Kimlik mekanları toplulukların kendilerini ait hissettikleri değerlerin yaşatılabilmesi ve gelecek kuşaklara aktarılabilmesi için toplum açısından son derece önemi ve kırılgan alanlardır. Kentsel ve hatta mekânsal değerlerin sürdürülebilmesi kimliğin sürdürülmesi açısından hayati bir önem taşımaktadır. Çünkü mekansallaşmak hem aidiyet için hem de kimlik için gerekli bir önkoşul niteliğindedir. Öte yandan hem toplumlar hem kimlikler hem kültürler hem de bireyler değişir ve gelişirken mekanların da değişim ve dönüşüm geçirmesi kaçınılmazdır. Önemli olan nokta bu değişim ve dönüşüm sürecinin nasıl ortaya çıktığı ve içeriden bir taleple mi yoksa dışarıdan bir baskıyla mı ortaya çıktığının belirlenmesidir. Kentsel dönüşüm süreçleri de çeşitli zorunluluklar ve talepler sebebiyle ortaya çıkan ama piyasa baskısıyla daha da artarak zorla dönüştürmeye kadar gidebilen bir yelpazeyi içinde barındıran değişim süreçleri olarak karşımıza çıkmaktadır.

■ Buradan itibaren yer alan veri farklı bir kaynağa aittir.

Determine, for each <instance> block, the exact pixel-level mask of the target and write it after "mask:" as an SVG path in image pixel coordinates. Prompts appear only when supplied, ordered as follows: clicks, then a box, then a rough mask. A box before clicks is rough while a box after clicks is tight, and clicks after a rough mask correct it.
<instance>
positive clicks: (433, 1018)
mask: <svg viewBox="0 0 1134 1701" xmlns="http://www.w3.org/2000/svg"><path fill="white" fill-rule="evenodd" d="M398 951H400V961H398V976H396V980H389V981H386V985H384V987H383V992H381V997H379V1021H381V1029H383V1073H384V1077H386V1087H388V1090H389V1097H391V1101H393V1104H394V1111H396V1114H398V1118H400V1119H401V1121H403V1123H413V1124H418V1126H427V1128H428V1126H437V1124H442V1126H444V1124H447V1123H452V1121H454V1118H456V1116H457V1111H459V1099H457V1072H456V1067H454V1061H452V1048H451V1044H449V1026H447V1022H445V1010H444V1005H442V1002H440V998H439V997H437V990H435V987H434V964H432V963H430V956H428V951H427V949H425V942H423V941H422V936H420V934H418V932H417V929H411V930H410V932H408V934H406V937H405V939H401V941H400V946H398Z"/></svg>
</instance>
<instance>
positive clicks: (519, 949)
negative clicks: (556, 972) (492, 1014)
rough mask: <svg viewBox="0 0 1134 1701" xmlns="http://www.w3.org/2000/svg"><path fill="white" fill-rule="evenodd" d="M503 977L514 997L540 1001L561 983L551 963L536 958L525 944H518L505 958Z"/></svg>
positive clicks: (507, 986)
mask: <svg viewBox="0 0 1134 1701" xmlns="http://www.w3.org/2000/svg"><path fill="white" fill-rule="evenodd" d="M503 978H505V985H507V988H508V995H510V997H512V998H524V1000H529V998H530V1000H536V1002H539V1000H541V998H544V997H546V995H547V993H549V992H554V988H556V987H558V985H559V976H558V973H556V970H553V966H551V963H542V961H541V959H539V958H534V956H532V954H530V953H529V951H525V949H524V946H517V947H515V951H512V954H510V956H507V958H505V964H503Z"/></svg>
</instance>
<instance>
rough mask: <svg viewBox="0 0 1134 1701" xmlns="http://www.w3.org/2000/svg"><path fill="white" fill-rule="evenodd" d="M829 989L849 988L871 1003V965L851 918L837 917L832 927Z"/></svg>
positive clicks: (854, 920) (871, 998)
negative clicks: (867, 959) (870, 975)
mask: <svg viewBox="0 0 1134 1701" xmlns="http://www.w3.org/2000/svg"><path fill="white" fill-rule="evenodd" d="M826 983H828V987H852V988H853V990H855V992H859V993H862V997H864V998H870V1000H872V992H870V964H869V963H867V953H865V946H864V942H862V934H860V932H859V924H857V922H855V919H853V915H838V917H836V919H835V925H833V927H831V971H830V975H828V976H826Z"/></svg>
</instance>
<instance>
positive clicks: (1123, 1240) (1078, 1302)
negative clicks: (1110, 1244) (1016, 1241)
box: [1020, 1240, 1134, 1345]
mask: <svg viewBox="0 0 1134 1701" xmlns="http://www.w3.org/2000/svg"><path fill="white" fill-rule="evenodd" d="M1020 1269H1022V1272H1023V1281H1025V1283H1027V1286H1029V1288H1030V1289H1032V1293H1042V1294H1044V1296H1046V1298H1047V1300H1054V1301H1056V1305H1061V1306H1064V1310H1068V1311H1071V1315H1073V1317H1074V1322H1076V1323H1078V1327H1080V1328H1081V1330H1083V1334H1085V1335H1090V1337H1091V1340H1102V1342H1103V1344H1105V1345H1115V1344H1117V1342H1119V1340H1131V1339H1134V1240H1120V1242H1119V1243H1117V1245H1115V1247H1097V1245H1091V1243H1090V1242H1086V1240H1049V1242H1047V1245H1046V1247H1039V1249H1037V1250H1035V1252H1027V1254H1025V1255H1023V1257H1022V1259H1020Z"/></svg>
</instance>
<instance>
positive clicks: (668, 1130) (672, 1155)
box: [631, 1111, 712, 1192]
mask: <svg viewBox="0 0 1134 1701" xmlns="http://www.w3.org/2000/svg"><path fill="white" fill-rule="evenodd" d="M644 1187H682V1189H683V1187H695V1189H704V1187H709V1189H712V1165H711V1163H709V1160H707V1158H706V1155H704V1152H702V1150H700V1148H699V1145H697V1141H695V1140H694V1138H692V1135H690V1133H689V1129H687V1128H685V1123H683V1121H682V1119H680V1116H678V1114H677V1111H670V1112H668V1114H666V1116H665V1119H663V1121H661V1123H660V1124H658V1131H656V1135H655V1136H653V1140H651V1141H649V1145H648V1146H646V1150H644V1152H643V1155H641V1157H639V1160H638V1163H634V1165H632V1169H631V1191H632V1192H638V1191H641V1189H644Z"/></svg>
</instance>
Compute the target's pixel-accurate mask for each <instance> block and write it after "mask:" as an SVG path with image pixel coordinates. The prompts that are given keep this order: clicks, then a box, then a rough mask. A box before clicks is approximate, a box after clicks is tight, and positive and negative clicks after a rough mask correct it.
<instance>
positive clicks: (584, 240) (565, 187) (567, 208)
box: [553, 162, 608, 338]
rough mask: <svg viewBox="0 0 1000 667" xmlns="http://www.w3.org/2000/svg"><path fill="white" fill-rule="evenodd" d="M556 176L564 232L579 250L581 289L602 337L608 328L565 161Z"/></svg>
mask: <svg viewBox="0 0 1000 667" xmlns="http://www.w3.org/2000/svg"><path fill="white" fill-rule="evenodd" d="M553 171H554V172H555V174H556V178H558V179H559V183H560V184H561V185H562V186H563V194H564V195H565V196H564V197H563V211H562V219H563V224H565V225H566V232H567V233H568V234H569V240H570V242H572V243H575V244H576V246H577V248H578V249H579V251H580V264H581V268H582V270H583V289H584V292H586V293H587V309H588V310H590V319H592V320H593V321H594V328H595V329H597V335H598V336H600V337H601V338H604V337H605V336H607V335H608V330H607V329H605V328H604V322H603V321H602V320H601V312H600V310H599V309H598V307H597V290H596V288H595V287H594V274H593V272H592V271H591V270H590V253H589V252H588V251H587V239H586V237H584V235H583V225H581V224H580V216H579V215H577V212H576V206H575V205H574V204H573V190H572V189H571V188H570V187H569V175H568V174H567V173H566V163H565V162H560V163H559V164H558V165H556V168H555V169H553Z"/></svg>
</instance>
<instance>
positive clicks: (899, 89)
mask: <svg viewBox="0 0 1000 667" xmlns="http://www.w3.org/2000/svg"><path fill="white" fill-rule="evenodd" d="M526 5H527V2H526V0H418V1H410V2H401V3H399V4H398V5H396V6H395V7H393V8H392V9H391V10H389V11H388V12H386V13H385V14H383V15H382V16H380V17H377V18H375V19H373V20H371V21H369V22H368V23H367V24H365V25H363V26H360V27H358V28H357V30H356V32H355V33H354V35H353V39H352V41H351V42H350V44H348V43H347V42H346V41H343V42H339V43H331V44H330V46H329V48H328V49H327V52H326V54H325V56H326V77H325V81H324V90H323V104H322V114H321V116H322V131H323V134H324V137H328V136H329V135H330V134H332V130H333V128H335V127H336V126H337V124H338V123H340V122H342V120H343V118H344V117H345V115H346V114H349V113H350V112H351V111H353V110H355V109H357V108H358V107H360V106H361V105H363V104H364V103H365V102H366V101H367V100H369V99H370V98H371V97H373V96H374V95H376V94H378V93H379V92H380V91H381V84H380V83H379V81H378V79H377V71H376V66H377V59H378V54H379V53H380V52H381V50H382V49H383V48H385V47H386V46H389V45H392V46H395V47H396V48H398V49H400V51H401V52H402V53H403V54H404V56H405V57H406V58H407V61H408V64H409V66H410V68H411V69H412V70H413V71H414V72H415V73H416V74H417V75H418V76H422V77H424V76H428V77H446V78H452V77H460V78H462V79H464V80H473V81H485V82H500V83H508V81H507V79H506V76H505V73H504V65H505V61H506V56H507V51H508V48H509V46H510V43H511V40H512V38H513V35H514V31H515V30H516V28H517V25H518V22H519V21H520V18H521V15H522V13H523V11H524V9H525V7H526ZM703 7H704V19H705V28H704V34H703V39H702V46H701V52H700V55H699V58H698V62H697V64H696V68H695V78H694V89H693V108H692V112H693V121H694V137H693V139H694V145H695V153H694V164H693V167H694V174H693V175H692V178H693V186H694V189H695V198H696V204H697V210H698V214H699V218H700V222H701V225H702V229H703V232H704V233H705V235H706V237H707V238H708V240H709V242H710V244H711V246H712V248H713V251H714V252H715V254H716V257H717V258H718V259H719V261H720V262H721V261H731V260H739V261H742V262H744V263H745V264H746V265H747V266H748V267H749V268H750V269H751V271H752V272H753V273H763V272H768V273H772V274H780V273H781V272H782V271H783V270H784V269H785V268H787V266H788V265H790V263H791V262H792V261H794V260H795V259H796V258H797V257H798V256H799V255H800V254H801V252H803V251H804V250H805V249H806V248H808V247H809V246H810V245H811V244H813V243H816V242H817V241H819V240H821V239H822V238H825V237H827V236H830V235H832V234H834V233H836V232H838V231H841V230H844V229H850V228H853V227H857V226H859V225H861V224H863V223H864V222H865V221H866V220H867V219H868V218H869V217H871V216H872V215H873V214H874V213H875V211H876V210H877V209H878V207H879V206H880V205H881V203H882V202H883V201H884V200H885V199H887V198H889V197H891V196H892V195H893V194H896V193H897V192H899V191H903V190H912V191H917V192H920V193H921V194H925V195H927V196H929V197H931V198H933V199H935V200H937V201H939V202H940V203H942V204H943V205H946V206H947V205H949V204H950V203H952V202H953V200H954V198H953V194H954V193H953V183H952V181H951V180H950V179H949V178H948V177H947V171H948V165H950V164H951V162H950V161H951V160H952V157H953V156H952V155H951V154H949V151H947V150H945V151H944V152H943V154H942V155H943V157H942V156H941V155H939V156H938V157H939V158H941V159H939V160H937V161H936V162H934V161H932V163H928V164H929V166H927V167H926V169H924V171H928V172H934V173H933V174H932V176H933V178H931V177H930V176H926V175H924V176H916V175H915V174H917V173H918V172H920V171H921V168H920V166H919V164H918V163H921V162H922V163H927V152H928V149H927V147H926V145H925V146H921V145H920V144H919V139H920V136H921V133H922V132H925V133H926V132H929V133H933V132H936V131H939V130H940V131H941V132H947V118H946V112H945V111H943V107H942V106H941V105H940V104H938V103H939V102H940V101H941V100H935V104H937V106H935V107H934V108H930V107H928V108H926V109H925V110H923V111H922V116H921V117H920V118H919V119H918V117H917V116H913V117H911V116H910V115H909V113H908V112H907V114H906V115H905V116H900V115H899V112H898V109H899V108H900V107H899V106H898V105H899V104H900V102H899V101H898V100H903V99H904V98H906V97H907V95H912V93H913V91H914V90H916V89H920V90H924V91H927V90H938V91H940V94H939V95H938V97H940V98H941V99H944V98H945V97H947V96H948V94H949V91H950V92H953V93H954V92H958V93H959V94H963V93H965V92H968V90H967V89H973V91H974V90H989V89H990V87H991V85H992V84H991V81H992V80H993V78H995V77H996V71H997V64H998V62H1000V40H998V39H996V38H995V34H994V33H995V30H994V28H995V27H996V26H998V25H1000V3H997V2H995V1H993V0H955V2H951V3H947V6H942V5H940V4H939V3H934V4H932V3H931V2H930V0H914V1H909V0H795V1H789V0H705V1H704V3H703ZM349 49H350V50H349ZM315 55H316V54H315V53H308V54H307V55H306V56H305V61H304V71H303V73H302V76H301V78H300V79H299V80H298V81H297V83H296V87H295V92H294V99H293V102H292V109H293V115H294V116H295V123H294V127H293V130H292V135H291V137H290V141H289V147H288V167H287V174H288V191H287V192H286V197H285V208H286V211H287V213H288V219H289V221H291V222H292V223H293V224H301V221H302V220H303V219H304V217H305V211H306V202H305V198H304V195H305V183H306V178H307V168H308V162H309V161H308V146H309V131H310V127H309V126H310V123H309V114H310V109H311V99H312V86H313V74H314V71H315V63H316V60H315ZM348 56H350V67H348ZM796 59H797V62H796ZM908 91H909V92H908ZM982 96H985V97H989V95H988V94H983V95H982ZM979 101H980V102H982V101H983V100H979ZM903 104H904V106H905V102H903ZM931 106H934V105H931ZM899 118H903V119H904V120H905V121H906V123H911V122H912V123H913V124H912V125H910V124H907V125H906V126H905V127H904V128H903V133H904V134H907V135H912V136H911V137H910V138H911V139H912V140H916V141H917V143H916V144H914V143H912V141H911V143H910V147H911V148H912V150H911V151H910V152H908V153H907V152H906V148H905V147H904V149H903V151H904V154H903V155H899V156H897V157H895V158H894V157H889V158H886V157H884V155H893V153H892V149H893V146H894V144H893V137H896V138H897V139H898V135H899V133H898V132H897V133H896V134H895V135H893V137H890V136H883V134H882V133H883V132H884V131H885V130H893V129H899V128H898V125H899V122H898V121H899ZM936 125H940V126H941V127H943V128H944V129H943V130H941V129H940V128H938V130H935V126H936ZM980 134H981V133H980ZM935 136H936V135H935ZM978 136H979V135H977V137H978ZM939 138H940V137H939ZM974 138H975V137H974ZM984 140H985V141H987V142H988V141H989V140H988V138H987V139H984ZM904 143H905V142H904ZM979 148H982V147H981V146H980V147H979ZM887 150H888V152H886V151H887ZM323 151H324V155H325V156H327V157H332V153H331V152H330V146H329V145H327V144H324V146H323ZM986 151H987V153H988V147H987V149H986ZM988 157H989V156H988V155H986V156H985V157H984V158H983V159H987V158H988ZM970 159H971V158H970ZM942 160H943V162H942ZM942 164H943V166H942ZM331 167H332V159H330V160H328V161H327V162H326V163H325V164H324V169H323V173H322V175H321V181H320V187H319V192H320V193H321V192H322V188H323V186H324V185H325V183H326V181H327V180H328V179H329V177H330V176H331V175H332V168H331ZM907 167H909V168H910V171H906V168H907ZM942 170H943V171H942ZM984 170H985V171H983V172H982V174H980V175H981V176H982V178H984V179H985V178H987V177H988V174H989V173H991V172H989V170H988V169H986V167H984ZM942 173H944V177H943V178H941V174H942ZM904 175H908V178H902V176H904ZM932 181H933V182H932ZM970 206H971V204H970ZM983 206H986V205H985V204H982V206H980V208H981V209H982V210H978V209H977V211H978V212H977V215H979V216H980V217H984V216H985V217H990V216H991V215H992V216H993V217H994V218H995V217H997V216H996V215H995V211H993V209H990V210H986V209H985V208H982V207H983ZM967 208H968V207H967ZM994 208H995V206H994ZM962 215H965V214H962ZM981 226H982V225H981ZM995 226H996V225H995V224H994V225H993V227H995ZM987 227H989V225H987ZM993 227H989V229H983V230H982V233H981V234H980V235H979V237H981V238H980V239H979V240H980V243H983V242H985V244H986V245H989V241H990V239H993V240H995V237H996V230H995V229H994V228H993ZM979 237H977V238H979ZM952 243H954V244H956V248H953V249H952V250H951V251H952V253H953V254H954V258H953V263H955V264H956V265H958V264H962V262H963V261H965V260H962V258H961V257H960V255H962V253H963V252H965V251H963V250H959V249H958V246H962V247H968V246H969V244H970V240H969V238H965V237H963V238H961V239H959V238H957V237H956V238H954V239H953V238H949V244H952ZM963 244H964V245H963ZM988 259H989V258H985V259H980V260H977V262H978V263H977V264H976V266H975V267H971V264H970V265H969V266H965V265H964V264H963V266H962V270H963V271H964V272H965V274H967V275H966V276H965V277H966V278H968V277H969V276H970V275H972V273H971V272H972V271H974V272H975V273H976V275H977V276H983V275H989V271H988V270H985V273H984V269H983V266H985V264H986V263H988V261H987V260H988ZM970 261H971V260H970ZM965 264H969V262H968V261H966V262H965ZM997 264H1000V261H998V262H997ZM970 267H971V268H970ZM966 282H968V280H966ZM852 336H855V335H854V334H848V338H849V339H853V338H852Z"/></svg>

Bu çalışma kapsamında da kentsel birer ortak kullanım alanları olan ve aynı zamanda inanç kimliğinin taşıyıcıları olan kutsal mekanların ve ibadethanelerin varlığını sürdürme, değişme dönüşüme direnme ya da değişime ayak uydurma süreçleri mekânsal planlama perspektifi ile değerlendirilecektir. Bu değerlendirmede kentsel kutsal mekanların çeşitli dönüşüm örnekleri üzerinden karşılaştırılması yapılacaktır. Özellikle mekanın anlamı açısından kutsal alanların neler sunduğu ve değişim dönüşüm süreçlerinin kapsayıcı planlama süreçleriyle yönetilebilmesi için gerekli olan göstergelerin ve mekânsal stratejilerin neler olabileceği tartışmaya açılacaktır. Kültürel kimlik mekânları, dini veya kutsal mekânlar, ibadet yeri gibi kentsel donatı alanları standartlarının kapsayıcı mekânsal planlama açısından yeniden düşünülmesi gereken esaslar tartışılacaktır. Bu amaçla yazar tarafından İstanbul’da yürütülmüş olan saha çalışmaları bulguları arasındaki azınlık kimlik mekanlarının varlığını koruma/sürdürme mücadelesi ile Alevi ibadethanelerinin kuruluş ve tanınma mücadelelerinden örnekleri paylaşılacaktır.
Anahtar kelimeler: Kutsal Mekan, İbadethane, Kapsayıcı Planlama, Kentsel Dönüşüm, Kentsel Donatı ve Kamusal Alanlar.